ÉCOLE D’ÉQUITATION

 School of Riding, Education for Horses

 

 

Education for horses

Christine Honoré Wehling offers training for horses and ponies at any level starting at 3 years old. French precepts are followed: calm, forward and straight, giving polite, respectful, happy horses. Most training is best done on a daily basis for at least a few months, but a little “tune up” could sometimes be done over one month only. It is also possible to have Christine overview the progression of your horse, working with it twice/week only, giving you the possibility to do some of the work and ride in lessons.

Training horses of all ages, breeds and at any level always has its set of challenges and rewards. Each horse wants to be taken through some of the progression with a different approach, and challenges its trainer to create new exercises, or try some out of the extensive old master’s literature available. A great asset to any trainer is having the flexibility to adapt to the horse, rather than trying to adapt the horse to a training regimen. This is a delicate balancing act, as too much flexibility will confuse the horse and might allow the team rider/horse to lose track of the general direction of where their goal stands. Not enough flexibility will create a cranky horse who might take forever to go through a tiny step in the training and always retain some anxiety when the exercise is repeated.

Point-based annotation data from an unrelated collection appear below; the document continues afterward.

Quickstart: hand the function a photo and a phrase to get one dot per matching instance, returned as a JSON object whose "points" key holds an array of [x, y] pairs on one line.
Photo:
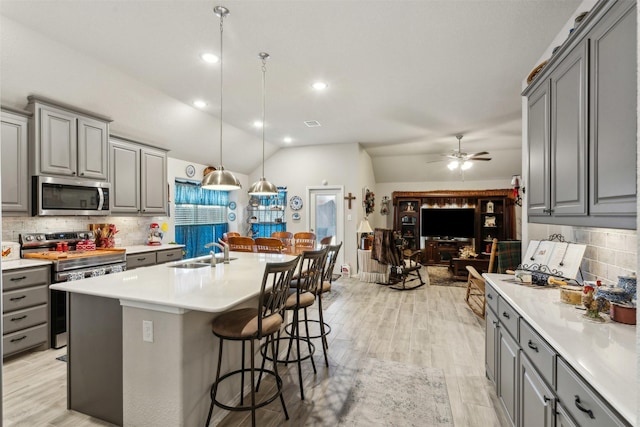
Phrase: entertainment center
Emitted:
{"points": [[440, 223]]}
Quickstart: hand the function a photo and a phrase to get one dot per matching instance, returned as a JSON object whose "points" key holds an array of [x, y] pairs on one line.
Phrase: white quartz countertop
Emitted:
{"points": [[604, 354], [161, 287], [136, 249], [23, 263]]}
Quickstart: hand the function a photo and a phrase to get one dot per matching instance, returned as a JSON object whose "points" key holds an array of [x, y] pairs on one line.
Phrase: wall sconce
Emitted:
{"points": [[516, 184]]}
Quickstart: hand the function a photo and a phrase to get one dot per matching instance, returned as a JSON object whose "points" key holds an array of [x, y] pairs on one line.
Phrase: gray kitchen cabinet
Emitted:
{"points": [[581, 125], [538, 133], [507, 381], [568, 159], [491, 339], [25, 309], [138, 176], [68, 142], [14, 156], [536, 400], [612, 109]]}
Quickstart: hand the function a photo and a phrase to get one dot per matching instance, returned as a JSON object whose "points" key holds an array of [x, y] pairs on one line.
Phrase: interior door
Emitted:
{"points": [[326, 214]]}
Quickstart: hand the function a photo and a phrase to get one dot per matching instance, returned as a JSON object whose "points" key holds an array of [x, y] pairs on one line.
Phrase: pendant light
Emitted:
{"points": [[221, 179], [263, 187]]}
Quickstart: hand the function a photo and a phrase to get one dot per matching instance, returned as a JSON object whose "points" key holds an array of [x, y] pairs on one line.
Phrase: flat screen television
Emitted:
{"points": [[447, 222]]}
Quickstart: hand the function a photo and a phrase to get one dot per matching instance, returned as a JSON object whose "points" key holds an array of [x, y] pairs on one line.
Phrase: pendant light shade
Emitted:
{"points": [[263, 187], [221, 179]]}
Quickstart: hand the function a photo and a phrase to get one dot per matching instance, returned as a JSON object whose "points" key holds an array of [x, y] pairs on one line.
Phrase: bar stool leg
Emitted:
{"points": [[214, 386]]}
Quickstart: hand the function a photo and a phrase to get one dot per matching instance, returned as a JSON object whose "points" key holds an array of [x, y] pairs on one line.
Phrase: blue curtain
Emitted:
{"points": [[194, 237]]}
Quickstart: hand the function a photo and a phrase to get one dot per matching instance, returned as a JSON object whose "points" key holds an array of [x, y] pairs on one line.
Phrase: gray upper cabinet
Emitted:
{"points": [[568, 134], [538, 189], [15, 188], [138, 176], [581, 108], [613, 113], [68, 142]]}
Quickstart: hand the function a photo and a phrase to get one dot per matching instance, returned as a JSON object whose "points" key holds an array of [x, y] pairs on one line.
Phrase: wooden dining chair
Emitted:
{"points": [[242, 244], [304, 239], [268, 245], [286, 237]]}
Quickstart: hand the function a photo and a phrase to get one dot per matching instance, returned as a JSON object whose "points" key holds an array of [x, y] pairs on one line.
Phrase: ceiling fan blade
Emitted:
{"points": [[480, 153]]}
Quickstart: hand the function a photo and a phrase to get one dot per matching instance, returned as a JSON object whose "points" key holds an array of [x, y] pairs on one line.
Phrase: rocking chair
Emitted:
{"points": [[390, 248]]}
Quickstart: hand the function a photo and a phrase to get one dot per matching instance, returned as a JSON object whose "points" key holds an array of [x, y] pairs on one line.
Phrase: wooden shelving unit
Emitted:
{"points": [[494, 218]]}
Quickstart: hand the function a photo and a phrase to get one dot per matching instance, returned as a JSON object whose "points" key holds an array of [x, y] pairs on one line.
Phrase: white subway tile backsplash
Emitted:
{"points": [[132, 230]]}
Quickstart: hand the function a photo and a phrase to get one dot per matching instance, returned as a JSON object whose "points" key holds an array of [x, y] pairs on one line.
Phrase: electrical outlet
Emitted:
{"points": [[147, 330]]}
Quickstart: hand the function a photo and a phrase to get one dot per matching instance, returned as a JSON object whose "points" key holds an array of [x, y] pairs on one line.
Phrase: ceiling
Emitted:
{"points": [[404, 76]]}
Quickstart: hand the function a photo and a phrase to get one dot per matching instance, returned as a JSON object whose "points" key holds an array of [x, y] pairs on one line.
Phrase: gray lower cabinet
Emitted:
{"points": [[536, 400], [138, 176], [15, 176], [581, 126], [533, 383], [25, 309], [507, 386]]}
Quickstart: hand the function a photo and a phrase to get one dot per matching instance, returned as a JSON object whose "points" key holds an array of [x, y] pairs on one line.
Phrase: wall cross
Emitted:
{"points": [[350, 197]]}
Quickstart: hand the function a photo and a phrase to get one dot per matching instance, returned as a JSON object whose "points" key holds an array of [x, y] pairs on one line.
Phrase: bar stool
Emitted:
{"points": [[251, 324], [301, 297]]}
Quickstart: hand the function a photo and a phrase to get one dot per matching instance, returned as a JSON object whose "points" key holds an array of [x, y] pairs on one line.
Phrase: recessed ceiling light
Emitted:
{"points": [[210, 58], [319, 85]]}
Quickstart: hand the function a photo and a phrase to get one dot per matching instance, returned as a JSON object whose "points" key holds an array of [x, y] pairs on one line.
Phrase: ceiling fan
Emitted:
{"points": [[459, 159]]}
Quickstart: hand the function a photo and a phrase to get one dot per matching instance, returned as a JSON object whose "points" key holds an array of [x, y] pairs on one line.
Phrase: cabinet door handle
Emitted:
{"points": [[583, 409]]}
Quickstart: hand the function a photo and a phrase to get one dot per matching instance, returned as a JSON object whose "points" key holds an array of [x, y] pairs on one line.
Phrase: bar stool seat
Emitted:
{"points": [[253, 324]]}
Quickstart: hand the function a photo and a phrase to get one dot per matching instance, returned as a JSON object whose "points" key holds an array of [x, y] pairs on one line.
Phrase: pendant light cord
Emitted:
{"points": [[264, 57], [222, 15]]}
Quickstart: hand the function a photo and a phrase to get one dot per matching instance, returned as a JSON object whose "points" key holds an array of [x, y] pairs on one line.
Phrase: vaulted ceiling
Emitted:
{"points": [[404, 76]]}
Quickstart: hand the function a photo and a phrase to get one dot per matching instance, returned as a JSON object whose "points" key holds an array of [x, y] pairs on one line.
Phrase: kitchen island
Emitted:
{"points": [[141, 351]]}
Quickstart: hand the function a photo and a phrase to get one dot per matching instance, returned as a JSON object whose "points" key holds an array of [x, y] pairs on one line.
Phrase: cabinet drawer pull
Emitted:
{"points": [[583, 409]]}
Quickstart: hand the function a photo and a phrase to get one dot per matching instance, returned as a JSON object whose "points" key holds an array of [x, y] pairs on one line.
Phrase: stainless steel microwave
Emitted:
{"points": [[69, 196]]}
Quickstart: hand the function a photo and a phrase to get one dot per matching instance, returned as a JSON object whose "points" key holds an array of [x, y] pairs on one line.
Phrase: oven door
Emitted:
{"points": [[64, 196]]}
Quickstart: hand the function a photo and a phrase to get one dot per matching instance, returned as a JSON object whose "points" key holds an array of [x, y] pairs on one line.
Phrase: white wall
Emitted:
{"points": [[33, 64]]}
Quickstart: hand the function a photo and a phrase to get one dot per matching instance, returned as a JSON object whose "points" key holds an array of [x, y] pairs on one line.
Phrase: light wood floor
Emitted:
{"points": [[430, 326]]}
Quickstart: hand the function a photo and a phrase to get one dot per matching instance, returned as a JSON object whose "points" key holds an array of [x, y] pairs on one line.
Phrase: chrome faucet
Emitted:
{"points": [[223, 247]]}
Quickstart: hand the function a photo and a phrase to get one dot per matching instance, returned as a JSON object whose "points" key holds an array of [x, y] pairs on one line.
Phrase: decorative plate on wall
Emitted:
{"points": [[296, 203]]}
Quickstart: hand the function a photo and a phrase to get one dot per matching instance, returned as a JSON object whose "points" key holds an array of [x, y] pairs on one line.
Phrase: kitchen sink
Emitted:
{"points": [[191, 265]]}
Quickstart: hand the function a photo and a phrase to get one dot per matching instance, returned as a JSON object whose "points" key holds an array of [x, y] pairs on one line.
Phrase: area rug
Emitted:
{"points": [[387, 393], [441, 276]]}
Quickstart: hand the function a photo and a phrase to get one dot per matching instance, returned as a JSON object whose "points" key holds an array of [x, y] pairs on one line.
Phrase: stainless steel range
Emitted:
{"points": [[68, 263]]}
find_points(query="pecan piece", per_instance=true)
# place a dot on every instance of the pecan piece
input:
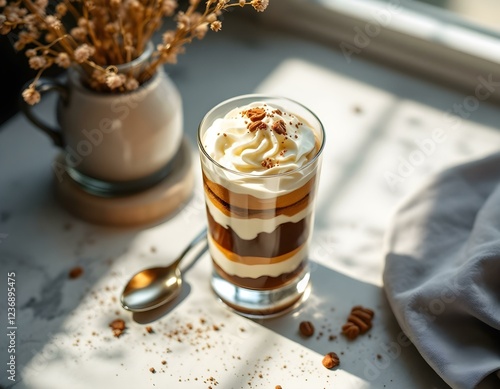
(117, 326)
(260, 125)
(358, 322)
(331, 360)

So one cannot use one single method to train horses, especially when dealing with as many different breeds as there are in this region.

Taking time for ground work is a pre-requisite in order to establish a code with the horses, at any level. When they are given an opportunity to figure out their balance on their own while learning a new set of cues, balancing the rider while still “hearing” the cues becomes a lot easier, and less of a source of anxiety. And when the anxiety is kept to a minimum right from the beginning, horses can develop a confident demeanor while at work, full of energy, expression and happiness, not to mention a more sustainable way of using their bodies. And very importantly: training horses cannot be completed by worrying exclusively about training the horses’ minds, with little regards to their physical fitness. Without a good body, the mind cannot be at ease.

Backing a young horse should take about 3 months, give or take one depending on temperament. You can look up the specifics about working with young horses one page down from this one.

A tune up could be done with daily work for however long we want depending on how far you’d like your horse to go, or we might decide on only two sessions per week if the goal is for you to keep riding and maybe take lessons at the same time. A complete makeover will definitely require daily work. The specifics can be found on the Tune Up page of this website.

A good reliable and safe pony can only happen with training; the same than the big guys. See why ponies are made to contribute to their naughty reputation and how to deal with it in the ponies page.

Some of the books found in Christine’s library

In France, a book that you might re-read or consult often is called a “bed-side table book”. My bed-side table book is the complete work from Nuno Oliveira: “L’art equestre”. Only one of his short written contributions is available in English, but this French compilation, published when I was an art student in Paris has 5 books written by the Portuguese Master in the same volume, added to another one made of notes taken by one of his students during lessons. I was so excited when it came out that I went to get my copy at the Paris Horse Expo despite a debilitating cold. To this day, I still get excited when I open the pages of my now wrinkled copy, and find inspiration in the enlightening words of the great master.

Here is a short list of some other books. I try to add a few volumes to my library every year, and might consult one or the other when wondering about the different approaches I could take for a specific work with a horse or a rider. The authors that inspire me the most though are Oliveira and L’Hotte. I hope that some of their great wisdom transpires in my work.

Général L’Hotte: “Questions équestres”, “Un officier de cavalerie”,

François Baucher: “Methode d’équitation”,

Etienne Beudant: “Extérieur et haute école”, “Vallerine”,

James Fillis: “Journal de dressage”, “Breaking and Riding”.

Plus so many more: la Guerinière, Xenophon, Newcastle, de Saunier, d’Aure, Decarpentry, de Kerbrech, Franconi, de Bragance, Podhajsky. And some modern as well: Henriquet, Karl, de Kunffy, Loch, Belasik, etc.